'Smoker's lung' drug wins firms multi-million pound deal
An inhaler treatment for “smoker’s lung” was today at the centre of one of the biggest-ever deals in the UK biotech sector.
British firms Vectura and Arakis have agreed to let Swiss drug maker Novartis develop and commercialise its AD237 treatment in a deal that could be worth $375m (£198.2m / €291.6m)).
The drug is being developed as a once-daily treatment that acts quickly to open up the patients’ airways and is currently in phase II clinical trials.
Drugs have to pass three phases of clinical trials before an application can be submitted to regulators for approval.
Shares in Vectura, which is based at Chippenham in Wiltshire, England, leapt 7% on the news to reach their highest level since the group floated on the stock market last summer. Arakis is based at Little Chesterford, near Cambridge, and employs 38 staff.
Smoker’s lung – known medically as chronic obstructive pulmonary disease (COPD) – is believed to be the fourth-largest cause of death in the world.
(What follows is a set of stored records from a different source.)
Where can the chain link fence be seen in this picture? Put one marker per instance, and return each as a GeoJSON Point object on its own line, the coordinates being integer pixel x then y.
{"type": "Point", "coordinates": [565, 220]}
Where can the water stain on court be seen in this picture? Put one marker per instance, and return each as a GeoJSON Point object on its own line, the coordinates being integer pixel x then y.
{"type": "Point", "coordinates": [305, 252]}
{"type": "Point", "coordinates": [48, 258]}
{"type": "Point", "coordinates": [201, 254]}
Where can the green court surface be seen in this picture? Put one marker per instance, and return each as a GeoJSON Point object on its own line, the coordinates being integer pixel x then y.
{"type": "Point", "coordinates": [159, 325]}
It is estimated that 4% of the populations of the US, Europe and Japan suffer from the disease and that it affects one in 15 smokers.
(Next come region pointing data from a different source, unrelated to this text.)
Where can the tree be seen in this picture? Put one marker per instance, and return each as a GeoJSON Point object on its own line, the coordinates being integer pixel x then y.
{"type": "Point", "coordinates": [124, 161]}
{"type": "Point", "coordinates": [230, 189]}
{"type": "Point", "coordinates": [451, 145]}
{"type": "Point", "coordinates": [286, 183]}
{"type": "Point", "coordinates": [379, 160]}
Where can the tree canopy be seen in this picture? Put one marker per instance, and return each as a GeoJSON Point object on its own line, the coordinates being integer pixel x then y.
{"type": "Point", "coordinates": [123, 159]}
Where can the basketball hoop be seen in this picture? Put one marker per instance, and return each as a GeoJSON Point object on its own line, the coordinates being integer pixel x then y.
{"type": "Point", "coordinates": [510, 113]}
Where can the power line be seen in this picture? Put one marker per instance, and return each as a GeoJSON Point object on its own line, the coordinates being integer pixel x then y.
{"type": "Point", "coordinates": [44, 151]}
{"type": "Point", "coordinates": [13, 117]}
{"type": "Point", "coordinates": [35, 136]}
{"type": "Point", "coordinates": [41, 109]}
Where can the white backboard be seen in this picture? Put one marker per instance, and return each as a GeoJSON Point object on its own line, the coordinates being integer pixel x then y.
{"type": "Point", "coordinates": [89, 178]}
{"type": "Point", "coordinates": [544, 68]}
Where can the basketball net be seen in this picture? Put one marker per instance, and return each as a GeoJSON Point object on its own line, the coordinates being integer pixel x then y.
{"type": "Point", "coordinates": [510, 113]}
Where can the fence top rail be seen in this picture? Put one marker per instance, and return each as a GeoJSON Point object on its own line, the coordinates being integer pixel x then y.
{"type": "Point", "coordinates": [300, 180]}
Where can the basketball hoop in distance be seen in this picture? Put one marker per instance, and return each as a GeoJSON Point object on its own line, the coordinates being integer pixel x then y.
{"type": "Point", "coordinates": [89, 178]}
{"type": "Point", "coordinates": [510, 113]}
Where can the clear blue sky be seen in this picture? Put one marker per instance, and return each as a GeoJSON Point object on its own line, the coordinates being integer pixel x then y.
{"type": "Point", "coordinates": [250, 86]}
Symptoms include chronic bronchitis and emphysema or both conditions, which slowly progress and eventually lead to a largely irreversible loss of the use of the lung.
The current market for treatments of COPD is estimated to be worth $4bn (£2.11bn / €3.1bn) and this will grow to $10bn (£5.29bn / €7.8bn) by 2010, when it is expected that AD237 will be launched.
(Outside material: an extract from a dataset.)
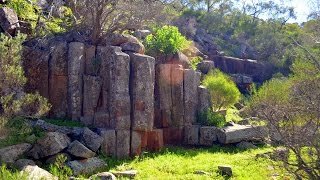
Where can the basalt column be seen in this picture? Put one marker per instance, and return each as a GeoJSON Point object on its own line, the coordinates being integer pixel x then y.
{"type": "Point", "coordinates": [75, 73]}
Dr Chris Blackwell, chief executive of Vectura, said: “We believe that AD237 will play a major role in the expansion of the COPD market which is under-served today but set for dramatic growth over the coming decade.”
Under the terms of the deal, Vectura and Arakis will each receive $15m (£7.9m / €11.7m) upfront and both could receive further payments of up to $172.5m (£91.2m / €134.1m) if the drug hits clinical, regulatory and commercialisation targets.
In addition, royalties on sales of the drugs will be paid by Novartis to the biotech firms.
Last year, Vectura announced that trials of the drug on 45 patients suffering from smoker’s lung were successful. It intends to make a global filing with regulators in 2009.